Não é sem razão que Frigotto, valendo-se das teses de Gorz, compreende como sinônimos classe burguesa, classe capitalista e classe dominante e inclui nelas “não apenas os donos (individuais ou associados) dos meios e instrumentos de produção, mas também todos aqueles que, embora não-proprietários, constituem o funcionário coletivo do capital, ou seja, o conjunto daqueles que gerem, representam e servem ao capital e suas exigências”. (FRIGOTTO, 2001, p. 32)
Assim como a escola, a Administração Escolar, no capitalismo, tende a assimilar as características da administração gerencial, ou seja, da administração de empresas, adotando seus princípios e métodos e reproduzindo, por conseguinte, as relações sociais – que, nunca é demais lembrar, são sempre relações de poder.
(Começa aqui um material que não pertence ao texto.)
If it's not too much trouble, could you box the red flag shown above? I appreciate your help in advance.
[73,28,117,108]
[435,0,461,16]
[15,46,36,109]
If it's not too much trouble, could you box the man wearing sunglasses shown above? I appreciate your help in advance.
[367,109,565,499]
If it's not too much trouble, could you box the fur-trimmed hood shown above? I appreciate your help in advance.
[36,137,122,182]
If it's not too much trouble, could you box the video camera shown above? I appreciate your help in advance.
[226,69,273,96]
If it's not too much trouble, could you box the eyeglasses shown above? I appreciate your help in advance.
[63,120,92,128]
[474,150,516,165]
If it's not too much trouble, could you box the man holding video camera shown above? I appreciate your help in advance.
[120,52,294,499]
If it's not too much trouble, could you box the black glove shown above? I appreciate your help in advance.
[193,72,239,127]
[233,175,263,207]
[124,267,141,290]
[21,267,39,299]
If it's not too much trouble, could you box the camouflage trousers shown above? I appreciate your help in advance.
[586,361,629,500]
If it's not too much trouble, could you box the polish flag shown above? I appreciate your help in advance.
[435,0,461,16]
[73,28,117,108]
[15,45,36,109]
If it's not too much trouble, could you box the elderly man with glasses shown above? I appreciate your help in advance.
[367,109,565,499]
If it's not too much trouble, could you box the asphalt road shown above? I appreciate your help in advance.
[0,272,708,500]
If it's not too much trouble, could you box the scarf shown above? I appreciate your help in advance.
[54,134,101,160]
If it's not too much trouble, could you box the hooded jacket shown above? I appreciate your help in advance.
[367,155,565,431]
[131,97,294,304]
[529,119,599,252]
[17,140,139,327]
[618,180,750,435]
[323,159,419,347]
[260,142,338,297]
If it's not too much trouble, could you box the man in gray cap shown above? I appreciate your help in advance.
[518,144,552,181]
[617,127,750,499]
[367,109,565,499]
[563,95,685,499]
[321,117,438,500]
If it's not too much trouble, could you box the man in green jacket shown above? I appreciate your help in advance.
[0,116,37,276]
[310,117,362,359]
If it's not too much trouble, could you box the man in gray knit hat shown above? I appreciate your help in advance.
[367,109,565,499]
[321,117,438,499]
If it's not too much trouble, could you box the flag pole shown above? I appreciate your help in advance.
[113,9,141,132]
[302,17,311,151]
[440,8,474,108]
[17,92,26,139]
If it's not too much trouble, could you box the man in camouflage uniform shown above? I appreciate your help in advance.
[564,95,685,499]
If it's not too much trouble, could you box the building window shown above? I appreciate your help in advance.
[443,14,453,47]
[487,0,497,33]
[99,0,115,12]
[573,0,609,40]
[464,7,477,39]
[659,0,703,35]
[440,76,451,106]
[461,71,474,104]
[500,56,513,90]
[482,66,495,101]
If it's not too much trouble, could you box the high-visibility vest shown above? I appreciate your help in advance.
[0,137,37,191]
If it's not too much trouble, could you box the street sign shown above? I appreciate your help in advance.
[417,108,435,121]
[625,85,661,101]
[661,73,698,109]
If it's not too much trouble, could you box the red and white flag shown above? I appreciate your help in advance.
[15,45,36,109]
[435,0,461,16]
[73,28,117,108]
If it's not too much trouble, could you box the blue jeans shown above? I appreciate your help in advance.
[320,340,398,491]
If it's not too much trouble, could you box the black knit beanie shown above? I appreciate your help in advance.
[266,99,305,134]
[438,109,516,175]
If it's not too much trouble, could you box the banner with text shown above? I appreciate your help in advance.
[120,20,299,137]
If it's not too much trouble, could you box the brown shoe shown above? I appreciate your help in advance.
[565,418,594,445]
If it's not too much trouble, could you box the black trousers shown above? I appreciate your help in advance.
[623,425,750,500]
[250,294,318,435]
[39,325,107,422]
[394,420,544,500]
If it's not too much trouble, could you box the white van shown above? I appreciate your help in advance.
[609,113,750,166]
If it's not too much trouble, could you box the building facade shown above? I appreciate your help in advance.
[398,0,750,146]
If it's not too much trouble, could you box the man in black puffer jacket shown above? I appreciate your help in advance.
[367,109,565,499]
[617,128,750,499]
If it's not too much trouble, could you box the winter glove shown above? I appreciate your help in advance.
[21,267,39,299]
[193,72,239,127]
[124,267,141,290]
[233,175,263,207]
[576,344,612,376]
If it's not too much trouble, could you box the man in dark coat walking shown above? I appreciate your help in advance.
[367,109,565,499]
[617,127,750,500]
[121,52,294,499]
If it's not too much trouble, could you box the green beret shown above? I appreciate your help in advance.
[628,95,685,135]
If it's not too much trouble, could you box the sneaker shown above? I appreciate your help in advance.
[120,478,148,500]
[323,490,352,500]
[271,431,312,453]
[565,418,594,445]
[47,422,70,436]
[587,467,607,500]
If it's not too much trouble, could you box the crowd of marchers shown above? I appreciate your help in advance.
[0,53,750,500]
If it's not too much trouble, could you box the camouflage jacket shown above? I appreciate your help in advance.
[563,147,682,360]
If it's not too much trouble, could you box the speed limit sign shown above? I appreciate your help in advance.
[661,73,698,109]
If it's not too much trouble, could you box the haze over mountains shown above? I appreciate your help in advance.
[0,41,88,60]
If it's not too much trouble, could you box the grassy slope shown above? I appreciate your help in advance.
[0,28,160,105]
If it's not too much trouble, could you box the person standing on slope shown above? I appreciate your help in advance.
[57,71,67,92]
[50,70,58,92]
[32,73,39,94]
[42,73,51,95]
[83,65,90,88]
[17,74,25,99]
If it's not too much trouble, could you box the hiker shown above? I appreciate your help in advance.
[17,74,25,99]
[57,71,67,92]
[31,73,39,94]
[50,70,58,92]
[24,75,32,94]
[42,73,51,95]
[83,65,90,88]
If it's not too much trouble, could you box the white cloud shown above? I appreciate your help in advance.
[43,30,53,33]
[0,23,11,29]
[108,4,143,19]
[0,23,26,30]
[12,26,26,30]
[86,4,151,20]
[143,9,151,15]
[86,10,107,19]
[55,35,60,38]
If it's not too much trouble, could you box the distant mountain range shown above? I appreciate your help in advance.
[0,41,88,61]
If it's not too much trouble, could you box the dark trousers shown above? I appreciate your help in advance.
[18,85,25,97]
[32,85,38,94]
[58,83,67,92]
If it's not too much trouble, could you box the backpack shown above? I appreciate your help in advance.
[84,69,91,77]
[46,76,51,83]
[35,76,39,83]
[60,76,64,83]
Aliás, num contexto conservador,
A escola e o local de trabalho organizam-se de modo bastante análogo. Tanto um quanto o outro tende a ser grande, burocrático, impessoal, hierarquizado e rotinizado. Ambos tendem a motivar o desempenho mediante recompensas externas, como notas e salários, ao invés de confiar no valor próprio do empreendimento. Escola e local de trabalho são dominados pelos especialistas e pela autoridade formal; em ambos, existem horários que determinam o ritmo do trabalho e regulamentos que determinam sua natureza. (CARNOY & LEVIN, 1993, p. 19)
No entanto, é preciso ter em conta que
À diferença das empresas em geral, que visam à produção de um bem material tangível ou de um serviço determinado, imediatamente identificáveis e facilmente avaliáveis, a escola visa a fins de difícil identificação e mensuração, quer devido ao seu caráter, de certa forma, abstrato, quer em razão do envolvimento inevitável de juízos de valor em sua avaliação. Outra especificidade da escola diz respeito ao seu caráter de instituição prestadora de serviços, que lida diretamente com o elemento humano. (PARO, 2003, p. 126)
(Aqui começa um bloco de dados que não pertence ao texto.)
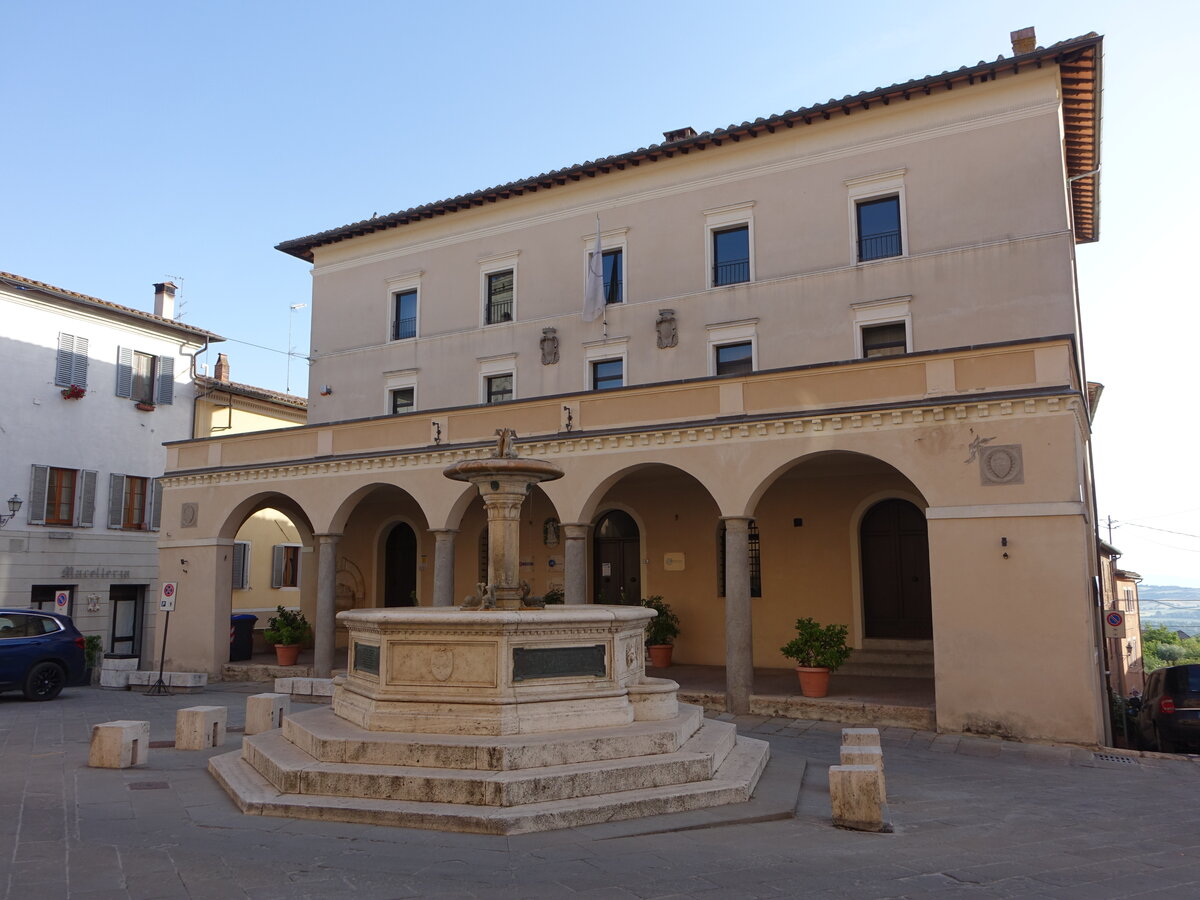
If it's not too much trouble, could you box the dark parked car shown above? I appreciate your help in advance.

Apesar de os intelectuais da classe dominante (os conscientes e os não-conscientes de sua situação) propugnarem pela aplicação – em maior ou menor grau adaptada – da administração capitalista à Administração Escolar, de o senso-comum defender a excelência e supremacia da administração privada sobre a administração pública e, embora consideremos que mesmo uma Administração Escolar democrática não possa prescindir de algumas contribuições que os estudos sistemáticos na área de Administração de Empresas tem fornecido ao longo de seu processo histórico, devemos demarcar explicitamente os limites destas contribuições, para que a escola, de natureza essencialmente pública, não seja tratada como empresa e, tal como a empresa, não sofra – ou para que deixe de sofrer – do autoritarismo aí reinante, com risco de cumprir tão somente um papel de reprodução da ideologia e das relações sociais dominantes.
A competência e os conhecimentos técnicos são fundamentais para qualquer Administração, muito mais ainda para uma Administração comprometida com a classe trabalhadora, uma vez que, por comprometida com a classe a qual se vincula, responsabiliza-se efetivamente pelos resultados a serem alcançados.
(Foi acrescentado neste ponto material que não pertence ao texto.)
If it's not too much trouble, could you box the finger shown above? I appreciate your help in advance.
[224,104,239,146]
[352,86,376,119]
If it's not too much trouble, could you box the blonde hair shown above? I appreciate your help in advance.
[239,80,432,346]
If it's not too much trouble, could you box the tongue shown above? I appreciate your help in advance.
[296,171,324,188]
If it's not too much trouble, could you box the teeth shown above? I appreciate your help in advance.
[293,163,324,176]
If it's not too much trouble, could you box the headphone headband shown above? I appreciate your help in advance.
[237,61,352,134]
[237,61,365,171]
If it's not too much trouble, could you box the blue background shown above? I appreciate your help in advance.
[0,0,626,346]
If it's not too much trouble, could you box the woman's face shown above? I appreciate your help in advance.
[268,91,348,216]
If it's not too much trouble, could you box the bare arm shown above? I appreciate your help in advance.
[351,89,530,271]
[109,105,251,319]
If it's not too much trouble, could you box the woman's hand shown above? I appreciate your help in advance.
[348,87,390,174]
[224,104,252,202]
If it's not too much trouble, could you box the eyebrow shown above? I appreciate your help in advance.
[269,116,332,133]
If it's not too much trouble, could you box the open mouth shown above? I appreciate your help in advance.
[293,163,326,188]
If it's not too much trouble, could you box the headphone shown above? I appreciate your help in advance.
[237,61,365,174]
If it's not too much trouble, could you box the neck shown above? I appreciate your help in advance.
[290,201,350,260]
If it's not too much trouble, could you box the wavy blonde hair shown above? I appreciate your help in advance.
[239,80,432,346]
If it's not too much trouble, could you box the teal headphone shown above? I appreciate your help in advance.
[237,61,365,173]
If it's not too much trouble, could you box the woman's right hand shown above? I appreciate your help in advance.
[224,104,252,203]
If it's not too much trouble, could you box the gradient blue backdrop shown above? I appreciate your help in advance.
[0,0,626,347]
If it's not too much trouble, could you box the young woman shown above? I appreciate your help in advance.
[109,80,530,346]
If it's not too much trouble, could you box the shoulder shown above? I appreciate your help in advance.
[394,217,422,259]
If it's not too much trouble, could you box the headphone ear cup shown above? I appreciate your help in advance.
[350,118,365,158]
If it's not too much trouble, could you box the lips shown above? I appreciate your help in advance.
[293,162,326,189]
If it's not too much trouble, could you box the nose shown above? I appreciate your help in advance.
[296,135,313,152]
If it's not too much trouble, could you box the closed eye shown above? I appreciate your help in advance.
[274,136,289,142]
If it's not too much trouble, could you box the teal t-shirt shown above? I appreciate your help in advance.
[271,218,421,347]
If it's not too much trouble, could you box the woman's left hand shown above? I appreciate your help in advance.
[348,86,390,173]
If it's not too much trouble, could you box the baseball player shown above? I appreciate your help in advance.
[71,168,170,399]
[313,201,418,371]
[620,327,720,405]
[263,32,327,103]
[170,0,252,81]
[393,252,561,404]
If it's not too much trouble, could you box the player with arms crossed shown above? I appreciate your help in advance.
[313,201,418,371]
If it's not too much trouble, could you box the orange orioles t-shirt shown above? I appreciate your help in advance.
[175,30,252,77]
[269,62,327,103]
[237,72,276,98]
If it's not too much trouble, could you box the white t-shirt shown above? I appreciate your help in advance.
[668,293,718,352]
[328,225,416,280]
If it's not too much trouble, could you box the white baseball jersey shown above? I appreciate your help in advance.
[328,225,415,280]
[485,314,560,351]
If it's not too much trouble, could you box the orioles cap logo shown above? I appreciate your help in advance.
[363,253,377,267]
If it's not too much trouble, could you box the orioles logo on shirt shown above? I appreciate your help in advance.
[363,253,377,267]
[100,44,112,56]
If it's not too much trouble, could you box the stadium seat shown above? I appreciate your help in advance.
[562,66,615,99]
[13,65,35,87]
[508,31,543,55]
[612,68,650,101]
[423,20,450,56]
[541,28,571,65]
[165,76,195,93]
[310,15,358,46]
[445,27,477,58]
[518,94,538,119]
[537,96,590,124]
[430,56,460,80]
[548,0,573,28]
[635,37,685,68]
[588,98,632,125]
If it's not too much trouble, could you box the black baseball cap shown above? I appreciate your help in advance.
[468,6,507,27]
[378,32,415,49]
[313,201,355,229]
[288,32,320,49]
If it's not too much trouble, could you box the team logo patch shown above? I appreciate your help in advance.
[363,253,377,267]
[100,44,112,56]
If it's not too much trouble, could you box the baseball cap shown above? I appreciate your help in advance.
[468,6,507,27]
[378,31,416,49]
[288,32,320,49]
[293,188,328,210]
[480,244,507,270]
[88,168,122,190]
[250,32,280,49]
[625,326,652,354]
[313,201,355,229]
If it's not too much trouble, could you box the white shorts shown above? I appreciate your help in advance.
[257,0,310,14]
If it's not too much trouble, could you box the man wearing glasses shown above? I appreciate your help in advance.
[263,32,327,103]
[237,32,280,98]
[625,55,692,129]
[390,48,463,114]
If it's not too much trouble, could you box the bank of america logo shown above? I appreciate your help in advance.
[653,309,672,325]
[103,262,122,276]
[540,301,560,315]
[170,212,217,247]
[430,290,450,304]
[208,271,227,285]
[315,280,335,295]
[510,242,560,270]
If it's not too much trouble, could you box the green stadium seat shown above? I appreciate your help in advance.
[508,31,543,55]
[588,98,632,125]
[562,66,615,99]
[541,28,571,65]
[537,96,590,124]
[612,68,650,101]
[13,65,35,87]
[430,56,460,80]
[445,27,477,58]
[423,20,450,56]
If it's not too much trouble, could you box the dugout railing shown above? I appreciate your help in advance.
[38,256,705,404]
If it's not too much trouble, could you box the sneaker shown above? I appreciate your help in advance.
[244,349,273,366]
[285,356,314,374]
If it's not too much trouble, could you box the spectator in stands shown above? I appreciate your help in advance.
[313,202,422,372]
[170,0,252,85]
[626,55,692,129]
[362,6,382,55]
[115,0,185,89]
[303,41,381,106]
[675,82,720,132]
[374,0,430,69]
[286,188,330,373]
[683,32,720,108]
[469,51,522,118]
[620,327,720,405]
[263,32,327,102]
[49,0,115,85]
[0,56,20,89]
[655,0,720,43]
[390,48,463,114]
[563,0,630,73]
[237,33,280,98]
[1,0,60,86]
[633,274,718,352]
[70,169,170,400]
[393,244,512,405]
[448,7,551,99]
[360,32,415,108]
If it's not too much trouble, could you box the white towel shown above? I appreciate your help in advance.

Sem dúvida, os conhecimentos de natureza técnica podem facilitar a organização eficiente e o uso o mais racional e adequado possível objetivando os fins mais amplos da educação:
… o problema da apreensão de conhecimentos, hábitos e habilidades que se possam chamar de “administrativos” se coloca como um desafio tanto mais importante a ser enfrentado pela escola, quanto mais aberta e participativa for sua administração, já que, com isso, aumenta o número e a variedade de pessoas envolvidas diretamente no processo. A competência técnica não deve confundir-se, entretanto, com tecnicismo, que é a hipertrofia do aspecto técnico em detrimento dos demais, ou seja, a utilização da técnica pela técnica, sem consideração para com os fins a que ela exatamente deve servir. (PARO, 2003, p. 159)
Todavia, a Administração Escolar não pode ser tratada como uma questão meramente técnica, como querem fazer crer os teóricos da administração empresarial e do gerenciamento. A escolha das técnicas e dos procedimentos, por si só, já são decisões políticas que, no nível de uma Administração Escolar participativa e democrática, precisam ser compartilhadas coletivamente, sob pena de se manter a dicotomização entre concepção e execução, entre teoria e prática, entre aqueles que “pensam” as políticas públicas educacionais e aqueles que as executam.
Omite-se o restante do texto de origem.